Dmitri Alperovitch talks about reputation-based spam protection
With about 90 percent of all emails today being spam, it's hard for even the best anti-spam program to keep up. And what's worse is that spammers are constantly developing new techniques, such as image-based spam, to sidestep the filters. What if you could determine ahead of time, the intentions of everyone who sends you an email? Wouldn't it be wonderful to know, without a doubt, who the bad guys are? What if there were a central authority that knew the reputations of everyone who has ever sent an email? As it turns out, you don't have to be a mind-reader. Reputation-based security is very similar to what the financial services industry has created with credit agencies. Every person who has ever paid a bill or used a credit card has a credit score-a credit reputation, if you will. When you want to buy a new car, the finance company looks at your reputation, and then decides whether or not to let you past the gates and give you some money. We now have the same thing for people who send emails.
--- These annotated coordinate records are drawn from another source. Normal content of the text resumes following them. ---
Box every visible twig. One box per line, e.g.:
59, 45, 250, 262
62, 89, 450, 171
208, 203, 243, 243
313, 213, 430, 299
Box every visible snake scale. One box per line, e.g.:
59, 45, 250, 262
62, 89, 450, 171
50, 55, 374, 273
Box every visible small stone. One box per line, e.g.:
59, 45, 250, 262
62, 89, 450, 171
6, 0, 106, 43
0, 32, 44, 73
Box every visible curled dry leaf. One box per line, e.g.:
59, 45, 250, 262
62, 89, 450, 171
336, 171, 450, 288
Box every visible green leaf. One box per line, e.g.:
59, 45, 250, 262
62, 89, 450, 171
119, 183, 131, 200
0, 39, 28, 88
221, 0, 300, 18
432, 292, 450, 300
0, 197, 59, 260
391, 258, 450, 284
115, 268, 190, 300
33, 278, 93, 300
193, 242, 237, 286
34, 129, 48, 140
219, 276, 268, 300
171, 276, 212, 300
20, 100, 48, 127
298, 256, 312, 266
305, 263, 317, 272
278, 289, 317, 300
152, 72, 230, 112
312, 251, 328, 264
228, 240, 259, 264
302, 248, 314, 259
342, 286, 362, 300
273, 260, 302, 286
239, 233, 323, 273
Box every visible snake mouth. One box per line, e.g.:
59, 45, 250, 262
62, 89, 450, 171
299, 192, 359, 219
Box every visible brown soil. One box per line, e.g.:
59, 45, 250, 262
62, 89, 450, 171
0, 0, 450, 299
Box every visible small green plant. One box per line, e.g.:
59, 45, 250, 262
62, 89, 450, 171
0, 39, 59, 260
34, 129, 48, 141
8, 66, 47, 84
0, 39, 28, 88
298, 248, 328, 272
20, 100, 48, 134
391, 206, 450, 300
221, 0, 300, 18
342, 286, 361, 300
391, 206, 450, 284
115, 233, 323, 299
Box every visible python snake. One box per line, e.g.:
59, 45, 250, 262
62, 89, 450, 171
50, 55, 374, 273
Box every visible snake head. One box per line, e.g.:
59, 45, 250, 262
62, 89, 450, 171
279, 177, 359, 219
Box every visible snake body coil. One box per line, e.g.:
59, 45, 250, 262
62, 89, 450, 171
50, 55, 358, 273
Dmitri Alperovitch, Chief Research Scientist at Secure Computing and developer of reputation-based security, talks about the evolution of spam, the next big thing in spam prevention, and how to identify the culprits before they bombard your email server.
Where did reputation based security come from?
It was an invention of CipherTrust, and since then, a variety of other companies have applied it to the email security area as well. When we were working on spam detection at CipherTrust, which was bought by Secure Computing, we realized early on that it made sense to aggregate information on a global level and to collect data from all of the customers that we had deployed at that time, and apply behavioral techniques not on an individual box, but on the cloud where you have a much broader view into email traffic.
You're the point man on reputation system development. What led to your development efforts in this direction? Was there an "aha" moment when you knew that you had to create a reputation system?
Spam was starting to take off in the early 2000s and we were developing antispam technology fairly early on. We realized that a lot of this analysis that we were trying to put on the spam gateway itself would really work much better if we had a view into more traffic. The only way to do that is to put it in the cloud, and have all of these devices talk to the cloud, report what they are seeing, and get information back from the cloud. So that was the "eureka" moment that we had, where we said, "hey, let's try to get as much data as possible." And the only way to do that is through this centralized authority. It's very much akin to a credit agency. If you're a store and someone comes in to apply for credit, you can look at the local history that you may have on that person, but that can only be so effective if this is a new customer or a customer that's purchased only one or two things from you. But if you aggregate together with all the stores in the nation, which is what credit agencies do, you can build a much more accurate profile. That was the approach we took with this system.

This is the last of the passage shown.